Trois ans après Plan 75, où elle imaginait une société japonaise incitant ses aînés à choisir la mort, Chie Hayakawa revient avec Renoir, un film d’une toute autre tonalité mais qui poursuit la même quête : explorer la manière dont une société, ou une famille, fabrique ses invisibles.

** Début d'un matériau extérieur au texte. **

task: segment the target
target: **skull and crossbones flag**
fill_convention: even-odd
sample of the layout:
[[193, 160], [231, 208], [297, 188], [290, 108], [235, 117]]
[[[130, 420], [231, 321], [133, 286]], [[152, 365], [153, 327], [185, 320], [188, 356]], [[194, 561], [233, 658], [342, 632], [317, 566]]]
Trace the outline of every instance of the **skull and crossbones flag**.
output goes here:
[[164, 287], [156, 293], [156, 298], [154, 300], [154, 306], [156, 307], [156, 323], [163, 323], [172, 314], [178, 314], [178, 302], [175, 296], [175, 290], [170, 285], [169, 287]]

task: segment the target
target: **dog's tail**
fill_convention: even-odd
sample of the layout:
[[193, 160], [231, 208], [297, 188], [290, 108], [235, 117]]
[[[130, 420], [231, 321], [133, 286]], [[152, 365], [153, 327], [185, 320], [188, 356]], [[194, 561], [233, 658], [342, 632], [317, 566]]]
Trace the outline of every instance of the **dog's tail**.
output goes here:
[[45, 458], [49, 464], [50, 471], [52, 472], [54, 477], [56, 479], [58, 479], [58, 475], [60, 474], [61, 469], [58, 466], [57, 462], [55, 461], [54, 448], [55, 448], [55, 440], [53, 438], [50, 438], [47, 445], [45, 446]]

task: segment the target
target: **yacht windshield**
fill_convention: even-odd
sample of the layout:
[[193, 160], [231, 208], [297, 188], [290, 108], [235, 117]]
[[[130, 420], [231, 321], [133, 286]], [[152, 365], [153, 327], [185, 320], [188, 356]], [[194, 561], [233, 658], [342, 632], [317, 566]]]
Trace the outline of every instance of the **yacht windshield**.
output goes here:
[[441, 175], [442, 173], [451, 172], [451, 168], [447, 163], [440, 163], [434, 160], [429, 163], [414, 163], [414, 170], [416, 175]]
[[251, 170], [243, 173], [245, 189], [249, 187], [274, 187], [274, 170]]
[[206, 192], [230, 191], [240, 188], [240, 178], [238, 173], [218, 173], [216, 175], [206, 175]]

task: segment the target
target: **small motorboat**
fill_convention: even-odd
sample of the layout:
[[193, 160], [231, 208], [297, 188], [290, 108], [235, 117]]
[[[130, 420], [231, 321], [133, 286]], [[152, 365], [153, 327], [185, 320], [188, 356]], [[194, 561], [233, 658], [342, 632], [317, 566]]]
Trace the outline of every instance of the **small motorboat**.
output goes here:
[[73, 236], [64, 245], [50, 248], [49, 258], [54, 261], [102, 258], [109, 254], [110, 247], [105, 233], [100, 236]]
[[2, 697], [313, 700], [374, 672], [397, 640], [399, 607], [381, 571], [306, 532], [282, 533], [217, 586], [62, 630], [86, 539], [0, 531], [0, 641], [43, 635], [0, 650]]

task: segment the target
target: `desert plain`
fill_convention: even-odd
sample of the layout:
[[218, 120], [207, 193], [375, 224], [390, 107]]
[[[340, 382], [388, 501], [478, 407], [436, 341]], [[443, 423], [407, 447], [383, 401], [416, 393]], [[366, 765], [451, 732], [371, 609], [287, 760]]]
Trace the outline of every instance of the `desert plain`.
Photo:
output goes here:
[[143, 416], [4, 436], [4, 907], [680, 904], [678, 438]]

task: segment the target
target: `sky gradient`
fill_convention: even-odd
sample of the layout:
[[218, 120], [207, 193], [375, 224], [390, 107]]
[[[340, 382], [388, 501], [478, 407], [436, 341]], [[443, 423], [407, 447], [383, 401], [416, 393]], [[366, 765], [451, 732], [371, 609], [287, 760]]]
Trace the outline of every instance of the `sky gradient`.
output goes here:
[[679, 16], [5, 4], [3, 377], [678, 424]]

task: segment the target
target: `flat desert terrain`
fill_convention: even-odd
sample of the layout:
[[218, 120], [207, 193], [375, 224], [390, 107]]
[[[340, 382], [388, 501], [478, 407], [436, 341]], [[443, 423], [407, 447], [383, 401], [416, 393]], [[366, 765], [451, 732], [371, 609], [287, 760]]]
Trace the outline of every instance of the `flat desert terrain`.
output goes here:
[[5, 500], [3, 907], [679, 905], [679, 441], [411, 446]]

Fuki, onze ans, traverse un été dans la banlieue de Tokyo, entre un père hospitalisé et une mère insaisissable. Elle se réfugie dans son monde intérieur, capable de pressentir ce que les adultes taisent, de dialoguer avec les absents. Là où Plan 75 confrontait des vieillards à une machine bureaucratique, Renoir scrute l’enfance laissée à elle-même. Dans les deux cas, Hayakawa filme l’abandon silencieux, la solitude érigée en norme, et la fragile résistance de celles et ceux qui tentent encore de croire au lien.
Ce qui frappe, c’est la continuité esthétique. La froideur clinique de Plan 75 fait place à une douceur visuelle, mais le geste reste le même : composer des cadres épurés, travailler la lumière et le silence comme des révélateurs d’émotions enfouies. Chez Hayakawa, l’espace n’est jamais neutre : il est le miroir d’une société qui, en se modernisant, a peu à peu renoncé à l’intime.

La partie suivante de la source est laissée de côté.